I could say you don't know how to program in prolog or ada, and therefore you can't possibly understand some of the programming issues that I have had to resolve in production systems.
Your response is a perfect characterization of the arrogance of linux. There just isn't a simple solution. Linux does work great on the backend, but please give me a solution for Visio, for Project, for Sharepoint, for Photoshop, for Dynamics, for CATIA or Creo Elements? And no, WINE doesn't work in these scenarios. Too slow, and if it crashes, now you have engineers who make as much as high end programmer who are sitting there twittling their thumbs while I spend hours or weeks trying to figure it out. Give me a (good) FEA software that doesn't run on Windows. Now give me software that won't take weeks or months of downtime for training.
I am also not referring to a large organization, which have their own intrinsic issues in migrating legacy application so that they may utilize Linux. I am personally much more knowledgeable about small and mid size businesses. (under 2000 employees) Are you recommending that each and every company have on staff programmers to customize beta software that used to be solved by purchasing commercial off the shelf solutions? Now how about telling those same organizations that due to the GPL, that those customizations have to be given back to the community and can then be utilized directly by their competitors. Trust me, it ain't an easy sell.
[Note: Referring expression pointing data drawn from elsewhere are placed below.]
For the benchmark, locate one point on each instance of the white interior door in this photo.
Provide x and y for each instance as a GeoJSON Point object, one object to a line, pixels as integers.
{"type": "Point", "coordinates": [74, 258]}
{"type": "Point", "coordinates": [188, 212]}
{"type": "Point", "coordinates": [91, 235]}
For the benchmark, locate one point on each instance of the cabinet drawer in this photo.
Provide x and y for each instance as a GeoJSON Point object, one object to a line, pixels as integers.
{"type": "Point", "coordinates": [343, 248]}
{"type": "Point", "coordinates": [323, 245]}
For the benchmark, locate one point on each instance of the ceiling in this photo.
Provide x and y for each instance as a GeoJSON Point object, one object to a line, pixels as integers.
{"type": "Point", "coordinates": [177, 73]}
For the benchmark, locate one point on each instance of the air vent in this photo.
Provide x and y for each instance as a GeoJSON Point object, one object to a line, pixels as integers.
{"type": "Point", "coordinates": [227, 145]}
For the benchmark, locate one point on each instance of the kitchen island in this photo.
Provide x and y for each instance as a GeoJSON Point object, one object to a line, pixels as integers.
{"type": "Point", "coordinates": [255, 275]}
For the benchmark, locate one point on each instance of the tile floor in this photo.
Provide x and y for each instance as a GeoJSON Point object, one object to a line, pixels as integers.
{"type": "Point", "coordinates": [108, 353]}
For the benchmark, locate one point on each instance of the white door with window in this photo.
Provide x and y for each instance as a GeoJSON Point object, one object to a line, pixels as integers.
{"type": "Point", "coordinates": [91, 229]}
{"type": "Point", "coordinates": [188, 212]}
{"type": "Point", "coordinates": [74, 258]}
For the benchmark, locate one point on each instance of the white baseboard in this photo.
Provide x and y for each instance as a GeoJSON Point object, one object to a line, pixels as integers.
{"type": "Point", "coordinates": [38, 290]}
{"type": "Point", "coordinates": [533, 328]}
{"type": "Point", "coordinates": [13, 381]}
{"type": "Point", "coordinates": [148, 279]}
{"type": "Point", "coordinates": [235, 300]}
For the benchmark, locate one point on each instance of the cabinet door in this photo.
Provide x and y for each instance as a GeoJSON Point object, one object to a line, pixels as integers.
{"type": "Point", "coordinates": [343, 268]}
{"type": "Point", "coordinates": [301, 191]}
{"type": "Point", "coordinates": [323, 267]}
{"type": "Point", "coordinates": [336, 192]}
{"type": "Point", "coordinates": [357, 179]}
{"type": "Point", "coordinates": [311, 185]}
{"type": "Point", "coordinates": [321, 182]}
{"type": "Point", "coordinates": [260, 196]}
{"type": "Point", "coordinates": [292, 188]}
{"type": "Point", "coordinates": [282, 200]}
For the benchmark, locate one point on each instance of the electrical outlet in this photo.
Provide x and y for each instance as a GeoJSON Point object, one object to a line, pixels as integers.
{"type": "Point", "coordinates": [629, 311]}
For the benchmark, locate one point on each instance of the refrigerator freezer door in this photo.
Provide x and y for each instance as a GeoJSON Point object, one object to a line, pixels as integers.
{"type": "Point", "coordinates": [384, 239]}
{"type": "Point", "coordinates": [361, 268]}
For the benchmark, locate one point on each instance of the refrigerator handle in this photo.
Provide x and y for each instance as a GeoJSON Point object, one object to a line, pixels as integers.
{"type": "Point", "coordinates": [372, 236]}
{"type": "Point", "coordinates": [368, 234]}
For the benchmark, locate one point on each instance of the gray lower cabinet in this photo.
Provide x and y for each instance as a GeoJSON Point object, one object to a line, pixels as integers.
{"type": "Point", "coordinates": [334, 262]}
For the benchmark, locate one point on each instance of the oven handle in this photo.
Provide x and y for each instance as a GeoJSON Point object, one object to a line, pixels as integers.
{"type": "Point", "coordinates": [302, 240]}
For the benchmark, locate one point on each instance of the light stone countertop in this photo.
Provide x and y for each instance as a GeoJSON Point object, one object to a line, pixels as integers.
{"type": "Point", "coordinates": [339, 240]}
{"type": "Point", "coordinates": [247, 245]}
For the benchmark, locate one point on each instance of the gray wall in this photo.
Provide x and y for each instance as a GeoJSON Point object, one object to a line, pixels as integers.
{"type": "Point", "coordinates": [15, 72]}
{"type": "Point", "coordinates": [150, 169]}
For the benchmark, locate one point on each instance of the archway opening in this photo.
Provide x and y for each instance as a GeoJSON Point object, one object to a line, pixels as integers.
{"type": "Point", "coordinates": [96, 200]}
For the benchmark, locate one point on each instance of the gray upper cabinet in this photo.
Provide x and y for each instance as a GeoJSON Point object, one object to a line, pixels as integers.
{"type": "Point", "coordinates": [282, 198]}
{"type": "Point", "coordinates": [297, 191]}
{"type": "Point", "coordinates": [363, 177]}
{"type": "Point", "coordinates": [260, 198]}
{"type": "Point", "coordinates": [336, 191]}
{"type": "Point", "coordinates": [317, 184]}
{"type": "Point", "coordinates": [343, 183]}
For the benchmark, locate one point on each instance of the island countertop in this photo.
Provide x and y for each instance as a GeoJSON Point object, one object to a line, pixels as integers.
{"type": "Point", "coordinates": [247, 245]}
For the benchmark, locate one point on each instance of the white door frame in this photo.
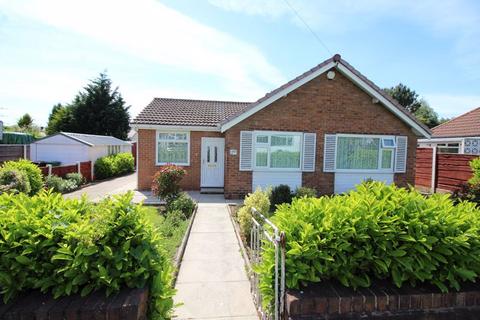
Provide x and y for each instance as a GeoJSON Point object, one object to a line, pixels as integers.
{"type": "Point", "coordinates": [211, 176]}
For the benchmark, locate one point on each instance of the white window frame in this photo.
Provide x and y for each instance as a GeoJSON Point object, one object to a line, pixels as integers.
{"type": "Point", "coordinates": [267, 146]}
{"type": "Point", "coordinates": [157, 140]}
{"type": "Point", "coordinates": [380, 148]}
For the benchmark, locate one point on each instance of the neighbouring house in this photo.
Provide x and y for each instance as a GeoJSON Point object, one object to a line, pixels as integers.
{"type": "Point", "coordinates": [330, 128]}
{"type": "Point", "coordinates": [459, 135]}
{"type": "Point", "coordinates": [70, 148]}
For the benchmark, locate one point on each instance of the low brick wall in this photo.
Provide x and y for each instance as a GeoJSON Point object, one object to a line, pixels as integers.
{"type": "Point", "coordinates": [61, 171]}
{"type": "Point", "coordinates": [128, 304]}
{"type": "Point", "coordinates": [331, 300]}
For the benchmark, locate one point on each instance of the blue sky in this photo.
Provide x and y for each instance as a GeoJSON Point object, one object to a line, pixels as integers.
{"type": "Point", "coordinates": [231, 49]}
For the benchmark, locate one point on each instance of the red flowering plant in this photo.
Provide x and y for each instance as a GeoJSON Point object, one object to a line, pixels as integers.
{"type": "Point", "coordinates": [166, 182]}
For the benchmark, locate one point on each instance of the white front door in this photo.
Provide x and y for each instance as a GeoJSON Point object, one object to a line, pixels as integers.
{"type": "Point", "coordinates": [212, 162]}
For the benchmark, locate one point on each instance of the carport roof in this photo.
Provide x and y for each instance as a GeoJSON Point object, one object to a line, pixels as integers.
{"type": "Point", "coordinates": [91, 140]}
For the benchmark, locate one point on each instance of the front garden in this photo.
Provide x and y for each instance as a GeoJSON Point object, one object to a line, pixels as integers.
{"type": "Point", "coordinates": [68, 246]}
{"type": "Point", "coordinates": [376, 233]}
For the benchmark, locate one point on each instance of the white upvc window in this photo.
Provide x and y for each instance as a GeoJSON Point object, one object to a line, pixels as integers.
{"type": "Point", "coordinates": [361, 153]}
{"type": "Point", "coordinates": [173, 148]}
{"type": "Point", "coordinates": [280, 151]}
I am also not talking about back end system but rather the interface for them.
I don't simply work in the IT department as a lackey. (although that was me 15 years ago) I have to interface with many people in the company, and out side the company in my consulting practice. The fact is, Microsoft has set up a wonderful (kidding) system of certifications. We all remember the "book" certified MSCE2k who couldn't admin their way out of a paper bag in the boom. They could easily be let go. However, you can hire another one for 40k a year, and if he doesn't work out, replace him, rather than finding a RHEL certified person at 85k to 95k a year who may not work out (Did he set up everything correctly? As he was pressed for time, did he actually document everything, as you know there are 1000 ways to do the same thing. If you let him go, it will take the new guy 6 months to figure out how and why things are set up.. Have you actually used Red Hat support? At three in the morning on a Sunday?
I know CPA's who _only_ know quickbooks, and make over 250k a year working _only_ in quickbooks. I have seen companies with 100M/year in sales still using Great Plains in DOS. Don't underestimate the power of _not_ changing.
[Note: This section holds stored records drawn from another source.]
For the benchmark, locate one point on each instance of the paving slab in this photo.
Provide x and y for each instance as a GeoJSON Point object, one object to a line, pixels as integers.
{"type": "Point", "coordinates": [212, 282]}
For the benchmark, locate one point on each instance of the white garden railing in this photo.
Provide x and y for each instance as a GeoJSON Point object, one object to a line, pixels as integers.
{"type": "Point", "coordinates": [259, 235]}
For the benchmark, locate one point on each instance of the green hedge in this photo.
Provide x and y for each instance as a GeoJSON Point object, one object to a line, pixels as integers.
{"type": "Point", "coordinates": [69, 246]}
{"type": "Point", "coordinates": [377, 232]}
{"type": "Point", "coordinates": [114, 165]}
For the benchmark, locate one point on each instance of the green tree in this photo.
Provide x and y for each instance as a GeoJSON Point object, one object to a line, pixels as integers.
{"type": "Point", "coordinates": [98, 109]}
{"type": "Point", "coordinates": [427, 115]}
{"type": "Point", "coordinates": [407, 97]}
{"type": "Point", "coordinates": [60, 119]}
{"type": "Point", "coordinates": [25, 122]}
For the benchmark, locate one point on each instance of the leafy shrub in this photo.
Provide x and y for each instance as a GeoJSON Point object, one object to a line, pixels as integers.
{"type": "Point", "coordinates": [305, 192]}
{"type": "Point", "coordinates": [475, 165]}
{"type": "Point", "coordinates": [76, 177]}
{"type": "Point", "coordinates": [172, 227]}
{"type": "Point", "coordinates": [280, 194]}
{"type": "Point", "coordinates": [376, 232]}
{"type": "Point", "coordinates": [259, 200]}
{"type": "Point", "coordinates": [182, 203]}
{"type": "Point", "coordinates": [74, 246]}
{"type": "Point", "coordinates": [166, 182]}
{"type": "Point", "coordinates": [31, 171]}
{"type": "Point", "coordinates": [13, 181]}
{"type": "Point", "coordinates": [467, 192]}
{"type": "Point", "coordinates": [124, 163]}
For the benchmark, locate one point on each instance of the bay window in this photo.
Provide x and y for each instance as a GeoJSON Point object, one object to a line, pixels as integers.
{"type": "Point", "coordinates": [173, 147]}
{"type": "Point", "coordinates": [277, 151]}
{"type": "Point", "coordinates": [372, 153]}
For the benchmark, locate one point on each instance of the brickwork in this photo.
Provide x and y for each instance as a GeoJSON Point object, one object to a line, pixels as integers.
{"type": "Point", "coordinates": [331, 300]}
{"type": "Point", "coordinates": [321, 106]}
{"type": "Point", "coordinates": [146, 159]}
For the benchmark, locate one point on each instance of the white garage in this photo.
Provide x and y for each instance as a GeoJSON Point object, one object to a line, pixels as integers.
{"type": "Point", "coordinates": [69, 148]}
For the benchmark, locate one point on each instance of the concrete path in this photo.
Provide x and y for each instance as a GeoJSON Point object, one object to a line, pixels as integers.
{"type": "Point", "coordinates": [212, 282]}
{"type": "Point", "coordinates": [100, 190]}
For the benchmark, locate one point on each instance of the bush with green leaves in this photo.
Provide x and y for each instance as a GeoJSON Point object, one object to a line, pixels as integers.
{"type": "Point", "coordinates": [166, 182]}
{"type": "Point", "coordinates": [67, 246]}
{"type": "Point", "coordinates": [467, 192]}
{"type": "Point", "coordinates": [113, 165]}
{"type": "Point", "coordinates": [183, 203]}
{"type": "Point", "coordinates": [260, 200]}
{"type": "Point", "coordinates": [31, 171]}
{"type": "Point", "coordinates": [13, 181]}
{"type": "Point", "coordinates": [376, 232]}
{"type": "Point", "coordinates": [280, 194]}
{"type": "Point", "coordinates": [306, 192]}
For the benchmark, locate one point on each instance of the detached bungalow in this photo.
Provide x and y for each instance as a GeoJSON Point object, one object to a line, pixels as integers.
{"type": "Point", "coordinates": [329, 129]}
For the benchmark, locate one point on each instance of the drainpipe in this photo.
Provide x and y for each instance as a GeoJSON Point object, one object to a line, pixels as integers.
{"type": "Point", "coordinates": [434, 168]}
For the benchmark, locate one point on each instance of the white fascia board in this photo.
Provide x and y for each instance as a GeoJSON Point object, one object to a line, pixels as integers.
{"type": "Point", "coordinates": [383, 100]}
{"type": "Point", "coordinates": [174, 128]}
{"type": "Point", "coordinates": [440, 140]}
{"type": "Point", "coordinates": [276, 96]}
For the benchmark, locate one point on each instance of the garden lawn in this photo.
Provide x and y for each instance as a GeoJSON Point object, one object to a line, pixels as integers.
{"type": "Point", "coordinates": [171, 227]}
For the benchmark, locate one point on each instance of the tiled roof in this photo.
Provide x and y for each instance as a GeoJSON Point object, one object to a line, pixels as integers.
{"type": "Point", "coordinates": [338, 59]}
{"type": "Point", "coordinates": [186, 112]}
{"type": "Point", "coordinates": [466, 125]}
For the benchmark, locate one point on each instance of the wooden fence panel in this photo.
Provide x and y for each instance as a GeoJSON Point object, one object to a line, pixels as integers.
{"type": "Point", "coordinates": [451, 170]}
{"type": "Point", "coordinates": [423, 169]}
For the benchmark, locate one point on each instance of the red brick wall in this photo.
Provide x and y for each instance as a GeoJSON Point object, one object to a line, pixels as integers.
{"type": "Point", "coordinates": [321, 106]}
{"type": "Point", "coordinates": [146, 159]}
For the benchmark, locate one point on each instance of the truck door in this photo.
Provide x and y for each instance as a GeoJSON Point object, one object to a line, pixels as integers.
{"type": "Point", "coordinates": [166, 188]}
Hey, I didn't make the rules... I just know enough of them 'em to be moderately successful. I have many linux and FreeBSD servers running at many companies. Although well documented, I doubt many C level employees (other than the CIO) even realize it, because I didn't take away their precious outlook or excel. People abhor major change. Finance and accounting people even more so than normal people. Just look at the pushback with the ribbon interface in office.
If I were to start a new brick and mortar business, I would run Linux on the desktop (actually, I would run dumb terminals like a HP t410 AiO linking back to a main server, going full circle back to the 1970's.)
When I was referring to "a lot of people" I was not referring to people in the IT department, but rather other departments, or the "man on the street".